Wouldn’t you love it if you could simply wave a magic wand and have an expert review your entire business top to bottom to prepare for 2017? Someone that would consider your firm’s key procedures, including client-specific processes, and guide you around potential errors that could sour a client relationship or cause you to miss an important deadline.
Unfortunately, finding a perfect-fit plug-and-play year-end close checklist is not that easy. In my role as CEO of Accusource, a firm that provides outsourced portfolio accounting solutions to RIAs and family offices, I have seen my share of January nightmare scenarios that could have easily been avoided with a little December preventive maintenance.
Here are some pitfalls to avoid and 3 tips for a smoother end of year closing.
Year-End Closing Calendar : Begin With the End in Mind
It is natural to think through processes as sequential steps in chronological order. However, this rule does not apply to designing the perfect year-end closing calendar. For best results, you must start at the end, not the beginning.
Let’s assume that client reports must go out on business day 15. Knowing that marker, and understanding the typical timeframe for activities that precede the release of the statements, you can map out the entire schedule. If the print vendor needs 3-5 business days to generate the statements, and the internal review of the reports takes about 5 business days, your year-end close calendar might look like this.
- Business days 3 – 4: Conduct data checks.
- Business day 5: Generate preliminary reports.
- Business days 5 – 9: Review and trouble-shoot the reports.
- Business day 10: Reports sent to the third party print vendor.
- Business day 15: Reports go out to the client.
Given the condensed timeline, why wait until business day 5 to generate the first round of reports? In my experience, late changes and reversals of trades and data processed by the custodian after business day 1 are not unusual. For example, a client with an equities-only investment strategy might have 10,000 bonds allocated to his account in error. Re-allocating the trade and correcting the portfolio holdings may take the custodian a day or two. So, even if the data is available sooner, I recommend waiting to be sure you are starting with the cleanest dataset possible.
Review Realized Gains and Losses
One of the first checks you should do in early to mid-December is to run a realized gain and loss report by client. This is both important and urgent, since the window for action closes on December 31. You might imagine that this step is obvious, but I have seen advisors miss it and hurt client relationships. I recommend making it a part of your close checklist.
Keep in mind that simply flagging large realized gains or losses is not enough. The focus of the review should be on identifying all unintended tax consequences. The direction and the level of undesirable tax impact will vary based on the client’s financial situation and goals, so be sure that you assign this task to the individual with the background knowledge to make the right judgment calls. (See The Truth About Cost Basis Reporting for more ideas on optimal account reconciliation)

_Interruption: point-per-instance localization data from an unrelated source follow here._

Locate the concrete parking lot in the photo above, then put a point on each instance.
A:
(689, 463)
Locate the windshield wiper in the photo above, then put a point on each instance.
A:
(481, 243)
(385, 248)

Change Procedures that Don’t Serve You
You have a standard month-end close checklist and your staff follows it reasonably well. Are you done? Not so fast! I have seen many clients stick with outdated procedures that ultimately do more harm than good.
Take a recent example of a client who had a considerable volume of foreign equity trades to reconcile. The standard operating procedure was to reconcile everything monthly, but because the volume of trades was so high, the team kept running out of time. The reconciliation process would turn into a disaster as staff predictably scrambled to research all the variances before the deadline. The team never had a good comfort level with the accuracy of the reports. In short, everyone hated the recon process, but stuck with it anyway. (See Four Guidelines to Procedures That Actually Work)
If you have accounts with significant transactions in foreign equities, currencies or with a history of errors, I recommend reconciling them more frequently. Of course, weekly or daily reconciliations requires more effort on a consistent basis. In exchange, you and your clients benefit from work completed without the frantic rush, which minimizes errors. It can also free up your staff to focus on other activities at month-end.
I encourage all of my clients to review key procedures, identify any that might be less than optimal and tweak them accordingly. Do not wait until some future time when you might be less busy. That time will most likely never come!
Every client’s perfect year-end close calendar will look different. However, all well-designed year-end workflows include an opportunity to catch and correct unintended tax consequences and reporting errors. Preventing mistakes is often less costly than fixing them in terms of time, money and reputational risk. After all, no detail is too small when it comes to exceeding your clients’ expectations.